His humor in conversation, as in his works, was genial and free from all causticity. He had a quick perception of faults and foibles, but he looked upon poor human nature with an indulgent eye, relishing what was good and pleasant, tolerating what was frail, and pitying what was evil. It is this beneficent spirit which gives such an air of bonhomie to Scott’s humor throughout all his works. He played with the foibles and errors of his fellow beings, and presented them in a thousand whimsical and characteristic lights, but the kindness and generosity of his nature would not allow him to be a satirist. I do not recollect a sneer throughout his conversation any more than there is throughout his works.

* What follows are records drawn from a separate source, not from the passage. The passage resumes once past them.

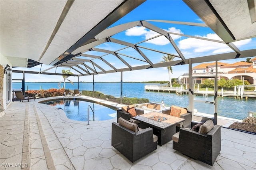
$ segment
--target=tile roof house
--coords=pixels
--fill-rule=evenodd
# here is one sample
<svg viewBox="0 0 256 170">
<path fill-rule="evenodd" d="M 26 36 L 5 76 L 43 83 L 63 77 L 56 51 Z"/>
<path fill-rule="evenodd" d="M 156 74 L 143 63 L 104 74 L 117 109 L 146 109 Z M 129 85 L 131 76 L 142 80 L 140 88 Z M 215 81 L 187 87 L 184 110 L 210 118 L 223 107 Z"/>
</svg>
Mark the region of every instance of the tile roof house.
<svg viewBox="0 0 256 170">
<path fill-rule="evenodd" d="M 231 79 L 240 79 L 244 77 L 250 84 L 256 85 L 256 57 L 251 59 L 252 63 L 236 62 L 232 64 L 218 62 L 218 79 L 222 78 Z M 215 62 L 202 63 L 192 68 L 192 75 L 204 77 L 215 74 L 216 71 Z M 187 82 L 188 76 L 182 75 L 178 79 L 180 84 Z M 204 79 L 198 79 L 194 83 L 201 83 Z"/>
</svg>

Such is a rough sketch of Scott, as I saw him in private life, not merely at the time of the visit here narrated, but in the casual intercourse of subsequent years. Of his public character and merits, all the world can judge. His works have incorporated themselves with the thoughts and concerns of the whole civilized world, for a quarter of a century, and have had a controlling influence over the age in which he lived. But when did a human being ever exercise an influence more salutary and benignant? Who is there that, on looking back over a great portion of his life, does not find the genius of Scott administering to his pleasures, beguiling his cares, and soothing his lonely sorrows? Who does not still regard his works as a treasury of pure enjoyment, an armory to which to resort in time of need, to find weapons with which to fight off the evils and the griefs of life? For my own part, in periods of dejection, I have hailed the announcement of a new work from his pen as an earnest of certain pleasure in store for me, and have looked forward to it as a traveller in a waste looks to a green spot at a distance, where he feels assured of solace and refreshment. When I consider how much he has thus contributed to the better hours of my past existence, and how independent his works still make me, at times, of all the world for my enjoyment, I bless my stars that cast my lot in his days, to be thus cheered and gladdened by the outpourings of his genius. I consider it one of the greatest advantages that I have derived from my literary career, that it has elevated me into genial communion with such a spirit; and as a tribute of gratitude for his friendship, and veneration for his memory, I cast this humble stone upon his cairn, which will soon, I trust, be piled aloft with the contributions of abler hands.